Rafiq went back to journalism and served in various capacities in the press as well as in the Government Communications and Information Service, the governments’ communications arm.
He retired from journalism many years ago and moved to Durban to be close to his family and friends. He lived alone and was found dead by his neighbours on February 22nd. There was speculation that he was murdered but this has remained unconfirmed. The post-mortem done did not reveal any unnatural cause of death.
I first met Rafiq when I joined the MYM in 1979. Since our first meeting we became good friends. We often met at MYM meetings and events. During his incarceration on Robben Island, I was fortunate to have visited him several times since I was living in Cape Town in 1990. We also kept in contact through correspondence whilst he was on Robben Island. While reading his letters after his death, I realized that Rafiq was very attached to the Qur’an. He writes that the only thing that kept him sane in prison was the study of the Qur’an. He also expressed the desire to get more involved in Islamic activities.

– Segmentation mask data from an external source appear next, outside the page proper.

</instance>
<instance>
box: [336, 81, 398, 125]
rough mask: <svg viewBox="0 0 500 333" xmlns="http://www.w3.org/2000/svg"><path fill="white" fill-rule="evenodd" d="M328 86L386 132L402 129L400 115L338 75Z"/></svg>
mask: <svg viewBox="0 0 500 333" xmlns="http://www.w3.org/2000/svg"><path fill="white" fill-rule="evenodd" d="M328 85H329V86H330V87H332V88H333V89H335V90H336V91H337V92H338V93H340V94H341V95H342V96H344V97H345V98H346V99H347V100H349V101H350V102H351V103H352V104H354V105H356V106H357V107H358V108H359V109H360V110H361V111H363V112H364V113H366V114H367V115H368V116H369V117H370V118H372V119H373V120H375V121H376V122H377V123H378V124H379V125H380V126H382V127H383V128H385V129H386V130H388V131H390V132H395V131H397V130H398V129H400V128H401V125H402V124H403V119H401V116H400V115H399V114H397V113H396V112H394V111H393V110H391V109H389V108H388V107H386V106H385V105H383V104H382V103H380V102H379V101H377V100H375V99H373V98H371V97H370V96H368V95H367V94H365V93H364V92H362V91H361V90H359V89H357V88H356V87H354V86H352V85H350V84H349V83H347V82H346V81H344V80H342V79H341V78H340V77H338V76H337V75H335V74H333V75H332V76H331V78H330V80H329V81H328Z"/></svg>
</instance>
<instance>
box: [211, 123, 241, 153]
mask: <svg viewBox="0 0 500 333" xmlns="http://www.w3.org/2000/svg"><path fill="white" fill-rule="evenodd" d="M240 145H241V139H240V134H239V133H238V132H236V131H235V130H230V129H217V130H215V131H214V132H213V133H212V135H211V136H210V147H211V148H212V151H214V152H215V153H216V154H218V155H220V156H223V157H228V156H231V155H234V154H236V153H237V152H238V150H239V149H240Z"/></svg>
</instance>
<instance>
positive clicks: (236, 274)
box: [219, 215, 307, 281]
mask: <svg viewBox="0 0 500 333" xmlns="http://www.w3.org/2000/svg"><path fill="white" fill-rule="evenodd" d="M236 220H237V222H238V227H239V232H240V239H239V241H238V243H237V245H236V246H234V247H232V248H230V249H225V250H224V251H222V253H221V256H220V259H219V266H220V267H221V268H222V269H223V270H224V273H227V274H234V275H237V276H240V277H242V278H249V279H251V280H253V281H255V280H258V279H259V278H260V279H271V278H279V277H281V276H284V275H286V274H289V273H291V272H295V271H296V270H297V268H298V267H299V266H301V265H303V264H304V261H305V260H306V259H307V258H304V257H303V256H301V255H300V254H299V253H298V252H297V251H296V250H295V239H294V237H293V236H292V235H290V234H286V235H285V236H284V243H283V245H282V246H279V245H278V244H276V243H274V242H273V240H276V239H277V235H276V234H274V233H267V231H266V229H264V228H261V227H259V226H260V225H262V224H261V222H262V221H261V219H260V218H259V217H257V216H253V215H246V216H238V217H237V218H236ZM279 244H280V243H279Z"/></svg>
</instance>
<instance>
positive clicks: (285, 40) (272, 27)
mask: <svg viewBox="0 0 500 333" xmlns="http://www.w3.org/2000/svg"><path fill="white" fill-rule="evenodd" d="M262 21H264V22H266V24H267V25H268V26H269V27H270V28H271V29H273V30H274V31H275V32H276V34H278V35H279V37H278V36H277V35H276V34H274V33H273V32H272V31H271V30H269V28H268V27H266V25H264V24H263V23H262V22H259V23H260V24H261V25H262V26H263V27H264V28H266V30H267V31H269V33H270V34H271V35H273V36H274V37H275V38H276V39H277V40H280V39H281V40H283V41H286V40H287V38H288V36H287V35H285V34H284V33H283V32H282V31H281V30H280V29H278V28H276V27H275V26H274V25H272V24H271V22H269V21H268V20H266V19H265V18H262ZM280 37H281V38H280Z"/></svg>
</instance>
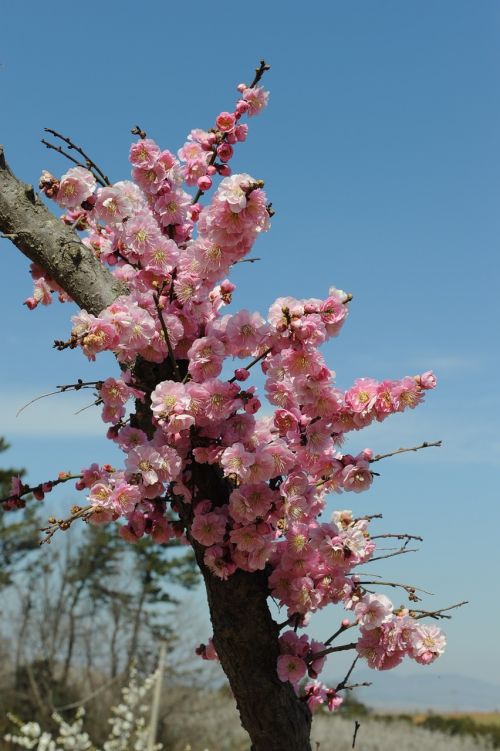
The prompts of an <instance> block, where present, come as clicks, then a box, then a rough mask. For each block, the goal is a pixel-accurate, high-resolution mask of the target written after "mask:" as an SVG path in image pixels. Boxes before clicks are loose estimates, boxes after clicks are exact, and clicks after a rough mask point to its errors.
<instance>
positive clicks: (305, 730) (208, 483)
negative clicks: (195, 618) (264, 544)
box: [133, 358, 311, 751]
mask: <svg viewBox="0 0 500 751" xmlns="http://www.w3.org/2000/svg"><path fill="white" fill-rule="evenodd" d="M180 365H181V371H182V372H184V370H186V369H187V363H186V362H185V361H181V363H180ZM134 376H135V378H136V380H137V381H138V383H139V384H140V387H141V388H143V389H144V390H145V391H146V394H147V397H146V399H145V400H144V403H141V402H137V407H138V408H139V410H140V411H138V412H136V415H135V417H134V420H133V424H134V426H135V427H138V428H141V429H142V430H144V431H145V433H146V434H147V435H150V434H151V429H152V423H151V417H152V413H151V410H150V408H149V403H150V398H149V394H150V393H151V392H152V391H153V390H154V388H155V386H156V385H157V384H158V383H159V382H161V381H162V380H168V379H172V377H173V373H172V366H171V364H170V362H169V361H168V360H167V361H165V363H163V364H161V365H158V364H155V363H148V362H146V361H144V360H142V359H141V358H139V360H138V361H137V363H136V365H135V367H134ZM192 472H193V484H194V486H195V489H196V494H197V495H198V497H199V498H207V499H209V500H210V501H212V503H213V504H214V506H220V505H223V504H225V503H228V502H229V495H230V493H231V490H232V486H231V485H230V483H229V481H228V480H227V479H226V478H225V477H224V476H223V474H222V471H221V470H220V468H218V467H217V466H216V465H208V464H197V463H196V462H193V464H192ZM176 505H177V507H178V510H179V514H180V516H181V518H182V521H183V522H184V524H185V527H186V530H187V536H188V539H189V541H190V543H191V545H192V547H193V549H194V553H195V556H196V562H197V564H198V567H199V569H200V571H201V573H202V575H203V579H204V582H205V588H206V592H207V599H208V605H209V609H210V619H211V621H212V627H213V640H214V645H215V648H216V650H217V654H218V655H219V658H220V661H221V665H222V668H223V670H224V672H225V674H226V676H227V678H228V680H229V684H230V686H231V690H232V692H233V694H234V698H235V699H236V704H237V707H238V711H239V713H240V718H241V723H242V725H243V727H244V728H245V730H246V731H247V733H248V734H249V736H250V738H251V741H252V751H311V745H310V740H309V736H310V731H311V712H310V709H309V707H308V706H307V704H306V703H305V702H303V701H301V700H300V699H299V698H298V697H297V696H296V694H295V692H294V690H293V688H292V685H291V684H290V683H289V682H288V681H287V682H282V681H280V679H279V678H278V673H277V662H278V656H279V654H280V651H279V642H278V637H279V627H278V624H277V623H276V622H275V621H274V620H273V618H272V616H271V613H270V611H269V607H268V604H267V597H268V595H269V589H268V584H267V576H266V575H265V573H264V572H263V571H257V572H255V573H248V572H245V571H241V570H239V571H236V572H235V573H234V574H232V576H230V577H229V578H228V579H227V580H226V581H223V580H222V579H219V578H218V577H217V576H215V575H214V574H212V572H211V571H210V570H209V569H208V568H207V566H206V565H205V563H204V555H205V548H204V547H203V545H200V544H199V543H198V542H196V540H194V539H193V538H192V537H191V535H190V532H189V530H190V526H191V522H192V513H193V510H192V506H191V505H190V504H186V503H182V502H181V501H180V500H176Z"/></svg>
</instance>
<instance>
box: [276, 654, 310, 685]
mask: <svg viewBox="0 0 500 751" xmlns="http://www.w3.org/2000/svg"><path fill="white" fill-rule="evenodd" d="M306 672H307V666H306V663H305V662H304V660H302V659H301V658H300V657H296V656H295V655H280V656H279V657H278V677H279V679H280V681H283V682H285V681H290V683H291V684H293V685H294V686H296V685H297V684H298V682H299V681H300V679H301V678H303V677H304V676H305V674H306Z"/></svg>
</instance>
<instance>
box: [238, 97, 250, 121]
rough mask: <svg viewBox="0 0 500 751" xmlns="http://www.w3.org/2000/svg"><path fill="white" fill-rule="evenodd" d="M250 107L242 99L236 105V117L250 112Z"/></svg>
mask: <svg viewBox="0 0 500 751" xmlns="http://www.w3.org/2000/svg"><path fill="white" fill-rule="evenodd" d="M249 109H250V105H249V104H248V102H246V101H245V100H244V99H240V100H239V102H238V104H237V105H236V116H237V117H241V116H242V115H243V114H245V112H248V110H249Z"/></svg>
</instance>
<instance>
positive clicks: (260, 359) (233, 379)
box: [229, 347, 272, 383]
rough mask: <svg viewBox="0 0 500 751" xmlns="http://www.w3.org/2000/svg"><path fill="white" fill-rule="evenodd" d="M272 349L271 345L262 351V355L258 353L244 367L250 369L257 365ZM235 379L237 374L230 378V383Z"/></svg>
mask: <svg viewBox="0 0 500 751" xmlns="http://www.w3.org/2000/svg"><path fill="white" fill-rule="evenodd" d="M271 350H272V347H269V348H268V349H265V350H264V352H262V354H261V355H258V356H257V357H254V359H253V360H252V361H251V362H249V363H248V365H244V366H243V367H244V369H245V370H250V368H253V366H254V365H257V363H258V362H259V361H260V360H263V359H264V357H266V356H267V355H268V354H269V353H270V351H271ZM235 381H236V376H233V377H232V378H230V379H229V383H234V382H235Z"/></svg>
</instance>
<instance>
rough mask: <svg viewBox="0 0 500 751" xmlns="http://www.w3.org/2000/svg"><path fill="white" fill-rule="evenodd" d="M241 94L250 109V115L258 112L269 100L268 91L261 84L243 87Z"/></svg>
mask: <svg viewBox="0 0 500 751" xmlns="http://www.w3.org/2000/svg"><path fill="white" fill-rule="evenodd" d="M242 96H243V99H244V100H245V101H246V102H247V103H248V104H249V105H250V109H249V110H248V114H249V115H250V117H252V116H253V115H258V114H260V112H262V110H263V109H264V107H266V106H267V103H268V101H269V92H268V91H266V90H265V89H263V88H262V87H261V86H254V87H253V88H251V89H250V88H248V89H245V90H244V91H243V93H242Z"/></svg>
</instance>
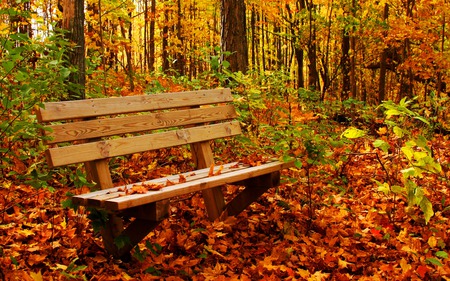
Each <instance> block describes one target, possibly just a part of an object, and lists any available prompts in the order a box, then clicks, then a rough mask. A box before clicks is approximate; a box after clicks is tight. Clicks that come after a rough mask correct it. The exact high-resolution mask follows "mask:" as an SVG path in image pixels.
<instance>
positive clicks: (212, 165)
mask: <svg viewBox="0 0 450 281" xmlns="http://www.w3.org/2000/svg"><path fill="white" fill-rule="evenodd" d="M212 176H214V164H211V166H209V173H208V177H212Z"/></svg>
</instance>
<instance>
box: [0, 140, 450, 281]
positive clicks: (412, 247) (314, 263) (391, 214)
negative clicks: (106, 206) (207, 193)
mask: <svg viewBox="0 0 450 281" xmlns="http://www.w3.org/2000/svg"><path fill="white" fill-rule="evenodd" d="M359 147H360V148H359V149H358V151H354V152H355V155H354V156H353V157H350V158H349V160H348V162H346V163H341V166H340V167H341V168H340V169H338V171H336V167H332V166H331V165H317V166H313V167H311V169H310V170H309V171H308V172H307V171H305V169H300V170H294V169H292V170H289V171H285V173H284V175H283V178H284V180H285V181H284V183H283V184H281V186H279V187H278V188H276V189H275V188H272V189H270V190H269V192H267V193H265V194H264V195H263V196H262V197H261V198H260V199H259V200H258V201H257V202H256V203H254V204H252V205H251V206H250V207H249V208H247V209H246V210H245V211H244V212H242V213H241V214H240V215H239V216H237V217H230V218H228V219H226V220H225V221H214V222H210V221H209V220H208V219H207V216H206V213H205V209H204V206H203V202H202V200H201V197H200V195H199V194H194V195H190V196H188V197H184V198H177V199H176V200H173V202H172V203H171V207H170V216H169V218H168V219H166V220H164V221H163V222H162V223H161V224H160V225H159V226H158V227H157V228H156V229H155V230H154V231H153V232H151V233H150V235H149V236H148V237H146V239H145V240H144V241H143V242H142V243H141V244H140V245H139V251H134V252H133V257H132V259H131V261H128V262H125V261H120V260H115V259H113V258H112V257H110V256H109V255H108V254H107V253H105V251H104V250H103V246H102V242H101V238H100V237H99V235H97V234H95V233H94V232H93V230H92V226H91V225H90V222H89V219H88V218H87V212H86V211H85V210H83V209H80V210H79V211H78V212H75V211H73V210H71V209H65V208H62V207H61V204H60V201H61V199H64V198H65V194H66V192H67V191H69V187H58V186H55V187H57V188H56V191H55V192H53V193H52V192H49V191H48V190H35V189H33V188H32V187H30V186H27V185H20V186H14V185H12V186H8V187H3V188H2V189H1V190H0V191H1V194H0V200H2V201H0V211H1V213H0V269H1V271H0V280H2V279H3V280H34V281H38V280H160V279H161V280H450V261H449V259H448V258H447V253H449V252H450V230H449V228H450V227H449V225H450V224H449V218H450V211H448V208H447V209H446V208H445V207H447V206H448V205H450V199H449V198H448V197H450V196H448V195H450V193H449V190H448V188H449V185H448V181H440V180H438V179H437V177H433V176H430V177H426V178H423V179H422V180H423V182H422V184H424V185H426V186H427V187H428V189H429V190H430V191H431V192H430V193H429V194H428V196H429V198H430V199H431V201H432V202H433V207H434V210H435V215H434V216H433V217H432V218H431V220H430V222H429V223H428V224H426V223H425V221H424V219H423V215H422V214H421V212H420V210H418V209H416V208H412V209H409V208H407V206H406V200H405V198H402V197H401V196H397V197H392V196H386V195H384V194H383V193H381V192H379V191H378V190H377V189H378V187H377V186H376V184H375V183H374V181H373V179H378V180H380V181H383V180H384V177H385V171H384V170H383V169H382V167H380V164H379V163H378V162H377V160H376V157H375V156H374V154H369V153H366V152H373V151H372V150H371V149H373V147H370V144H369V143H361V144H360V145H359ZM433 148H434V150H435V152H436V153H437V155H439V157H440V161H442V162H443V163H444V162H445V163H449V162H450V149H449V148H450V141H449V139H448V138H445V137H442V136H436V138H435V140H434V143H433ZM342 151H343V150H342ZM339 153H341V152H336V153H335V154H334V155H333V156H331V157H338V154H339ZM168 155H171V156H172V157H171V158H170V159H169V158H167V162H166V163H165V165H163V167H162V168H156V167H155V166H154V165H153V163H155V158H154V157H155V155H143V156H139V157H135V158H132V159H131V160H130V161H128V162H126V163H123V164H122V165H121V167H119V169H118V170H117V173H116V174H115V177H116V181H117V182H119V183H120V181H121V180H122V181H123V179H127V178H129V180H133V178H134V177H135V178H140V177H148V176H149V175H150V176H151V175H159V174H167V173H173V172H177V171H179V170H180V169H182V168H183V167H188V166H189V163H188V162H187V160H186V159H185V152H183V151H178V150H173V151H169V152H168V154H167V155H166V156H168ZM158 157H161V155H159V156H158ZM160 160H161V159H160ZM384 160H385V161H389V159H384ZM138 162H139V163H138ZM162 162H164V161H159V163H160V164H161V163H162ZM137 166H140V167H146V169H147V170H144V173H143V171H140V170H139V168H136V167H137ZM444 173H445V174H446V175H445V176H446V177H447V178H448V176H450V173H449V171H444ZM308 176H309V177H308ZM290 179H293V181H292V180H290ZM56 185H57V184H56ZM236 188H237V187H235V186H228V187H225V188H224V189H225V192H226V193H227V194H231V193H232V192H233V191H234V190H235V189H236ZM70 189H72V188H70ZM71 191H72V192H74V190H73V189H72V190H71ZM77 192H81V191H80V190H78V191H77ZM11 202H12V203H13V204H11Z"/></svg>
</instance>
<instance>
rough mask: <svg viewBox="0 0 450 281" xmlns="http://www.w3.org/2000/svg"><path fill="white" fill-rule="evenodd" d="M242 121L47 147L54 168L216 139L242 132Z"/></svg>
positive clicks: (234, 135)
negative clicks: (183, 144) (106, 139)
mask: <svg viewBox="0 0 450 281" xmlns="http://www.w3.org/2000/svg"><path fill="white" fill-rule="evenodd" d="M240 133H241V128H240V126H239V122H237V121H233V122H226V123H220V124H213V125H205V126H198V127H193V128H187V129H180V130H174V131H168V132H163V133H155V134H149V135H143V136H135V137H128V138H120V139H112V140H106V141H98V142H91V143H84V144H79V145H71V146H64V147H57V148H50V149H49V150H47V160H48V161H49V163H48V164H49V165H50V166H52V167H58V166H62V165H68V164H75V163H81V162H86V161H93V160H98V159H106V158H109V157H115V156H121V155H127V154H133V153H138V152H143V151H149V150H155V149H161V148H166V147H172V146H177V145H183V144H189V143H195V142H201V141H207V140H213V139H217V138H223V137H230V136H235V135H239V134H240Z"/></svg>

In the last year of his life, he became more spiritual and was a regular musallee at his local masjid. He found solace in the musjid environment away from a world that posed many challenges in his life. He endured great hardship with determination, patience, and steadfastness. He felt abandoned by those that were close to him in the latter years of his life.
Rafiq has written his biography which makes compelling reading. It is our responsibility, as his friends, to publish the book so that future generations of Muslims will be inspired by his life.
Rafiq was critical of the failings of the ANC government in the latter years of his life. His legacy lives on as an inspiration to all who seek to make a positive difference in the world. He reminds us of the importance of standing up for what is right, even in the face of great adversity, and of the power of the written word to effect change. His courage, dedication, and passion for justice will always be remembered and celebrated.
We pray to Allah (SWT) to grant Rafiq the highest stages of Jannatul Firdose and to grant his family Sabruun Jameel. He is survived by his daughter, two grandchildren and his sister.